RayDude · Posted: Sat Dec 15, 2012 7:19 am Post subject:

Just Venting...

I bought a SAS controller from LSI.

It didn't appear to support 3TB drives, so I upgraded the FW from a kubuntu boot usb drive.

It still doesn't appear to support 3TB drives.

What do I have to do to get a working four port SATA card?

*exasperated*
_________________
Some day there will only be free software.

NeddySeagoon · Posted: Sat Dec 15, 2012 1:15 pm Post subject:

RayDude,

How do you mean

RayDude · Posted: Sun Dec 16, 2012 4:30 am Post subject:

Thanks Neddy.

I already have working GPT 3 TB partitions on the drives. When I connect them to the LSI card, the are reported as 2048 MB and the GPT partitions are not present when the machine is booted.

I've found some forums complaining about this problem with LSI but I haven't found any solutions. I've emailed tech support.

I should point out that I removed the BDROM from the PCI raid card and the raid performance doubled to 135 MB / second... Pretty interesting.

NeddySeagoon · Posted: Sun Dec 16, 2012 2:22 pm Post subject:

RayDude,

GPT uses two copies of the partition table, one at the start of the drive and one at the end.
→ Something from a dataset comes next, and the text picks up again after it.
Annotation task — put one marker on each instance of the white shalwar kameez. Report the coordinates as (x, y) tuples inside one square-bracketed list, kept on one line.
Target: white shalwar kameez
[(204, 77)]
It gets really upset if the two don't match.
With a 2048Mb limit, the copy at the end of the drive can't be read.

dmesg probably has errors about attempting to read beyond the end of the device.
_________________
Regards,

NeddySeagoon

Computer users fall into two groups:-
those that do backups
those that have never had a hard drive fail.

RayDude · Posted: Sun Dec 16, 2012 4:00 pm Post subject:

Thanks, I'm sure that's why the partition table seems empty when I attempt to look at it. Now its up to LSI.

I guess I'll have to break down and buy another raid card. The reviews on promise and hot point look bad. I might just buy another silicon images board, but make it for PCI Express instead of PCI... I don't want to because the one I used for several years died...
_________________
Some day there will only be free software.

Mad Merlin · Veteran Joined: 09 May 2005 Posts: 1155

You didn't mention which model of LSI card you ended up with. However, LSI has an article on the issue here: http://webcache.googleusercontent.com/search?q=cache:6MN0yCPeVn0J:http://kb.lsi.com/Print16399.aspx%2Blsi+2TB&oe=UTF-8&hl=en&ct=clnk

It looks like the 6Gbit/s cards (such as the 9211 I suggested above) support >= 3T drives while the older ones do not (unless you have SAS drives, which you likely don't). However, I've personally only used the 9211 with SSDs (which are, sadly, smaller than 2T still).
_________________
Game! - Where the stick is mightier than the sword!

RayDude · Posted: Tue Jan 01, 2013 8:45 pm Post subject:

Final Update. My older card would not recognize 3TB even with the IT firmware. I sent it back and ordered a Marvell SAS card. It works okay, but the performance is kinda random. For example the SSD plugged into the MVSAS card is about half as fast as it was on the motherboard. But it wasn't always this slow... I'm having trouble figuring out how to get full performance out of it.
_________________
Some day there will only be free software.